MassTransit: Losing messages on failover
Contact Details
No response
Version
8.x
On which operating system(s) are you experiencing the issue?
Windows, Linux
Using which broker(s) did you encounter the issue?
ActiveMQ
What are the steps required to reproduce the issue?
1. Clone https://github.com/JamesDaltonGEDigital/MasstransitFailoverProblem
1. The file [./MassTransitCommon/appsettings.Common.json](./MassTransitCommon/appsettings.Common.json) has the ActiveMQ connection settings. It assumes localhost:61616 admin/admin
1. Start ActiveMQ
1. Open a shell and run the MassTransitReceive app in the MassTransitReceive folder. It has a simple consumer that just counts messages. You can press `s` to show the total received, `c` to clear, and `q` to quit
1. Open a second shell and start the MassTransitSend app in the MassTransitSend folder with the command `dotnet run wait=true`
1. Stop and restart ActiveMQ.
1. Return to MassTransitSend window and press any key. By default it will generate 40 messages. 4 threads sending 10 each.

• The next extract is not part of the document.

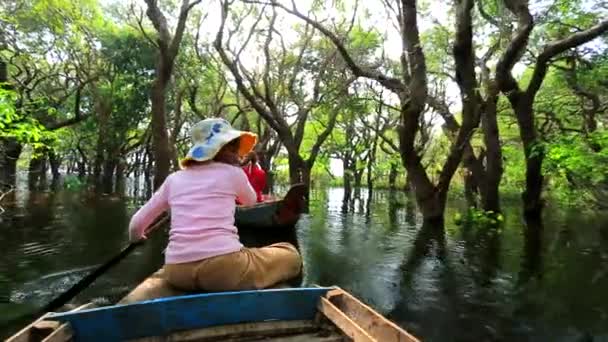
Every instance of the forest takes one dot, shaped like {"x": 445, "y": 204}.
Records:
{"x": 472, "y": 97}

1. Go to ActiveMQ admin page and check the message count. It should be 40, but will be less that that.
1. Or go to the MassTransitReceive window and press s. That should return 40, but won't.

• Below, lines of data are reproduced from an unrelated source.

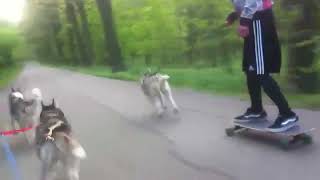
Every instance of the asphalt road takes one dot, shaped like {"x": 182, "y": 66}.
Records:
{"x": 125, "y": 141}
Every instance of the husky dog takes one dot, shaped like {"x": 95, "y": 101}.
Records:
{"x": 156, "y": 86}
{"x": 24, "y": 112}
{"x": 55, "y": 145}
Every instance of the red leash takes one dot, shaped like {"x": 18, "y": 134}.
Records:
{"x": 15, "y": 131}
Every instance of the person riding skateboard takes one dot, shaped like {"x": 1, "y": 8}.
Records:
{"x": 261, "y": 58}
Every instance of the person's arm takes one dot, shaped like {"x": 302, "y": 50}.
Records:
{"x": 250, "y": 8}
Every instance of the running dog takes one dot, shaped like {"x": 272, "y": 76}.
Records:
{"x": 55, "y": 145}
{"x": 156, "y": 86}
{"x": 24, "y": 112}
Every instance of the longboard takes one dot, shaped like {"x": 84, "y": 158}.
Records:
{"x": 295, "y": 135}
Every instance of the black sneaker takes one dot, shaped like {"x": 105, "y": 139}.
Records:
{"x": 283, "y": 123}
{"x": 250, "y": 115}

The steps are repeated in the README
What is the expected behavior?
All messages should be sent
What actually happened?
Some messages don’t get sent.
Observations while testing:
- This only happens if failover hosts are set. Without failover hosts, it works fine.
- There must be some degree of concurrency. On at at time after restart works fine.
- I’m assuming this is a timing/locking issue in MassTransit in the fail over recovery code, but I can’t rule out a bug in the ActiveMQ library MassTransit uses.
- Possibly related, we have noticed a deadlock can sometimes occur when a failover happens while sending messages. We can’t reproduce this one on demand and it doesn’t happen every time.
Related log output, including any exceptions
No response
Link to repository that demonstrates/reproduces the issue
https://github.com/JamesDaltonGEDigital/MasstransitFailoverProblem
About this issue
- Original URL
- State: closed
- Created a year ago
- Comments: 27 (18 by maintainers)
Commits related to this issue
- Related to #4356 - catch/retry exceptions when producing messages on connection failure for ActiveMQ transport — committed to phatboyg/MassTransit by phatboyg a year ago
When it’s ready? 😃
I’d say no later than the end of July for an 8.1 release. There are a bunch of other minor changes going into that release that have yet to be completed/tested.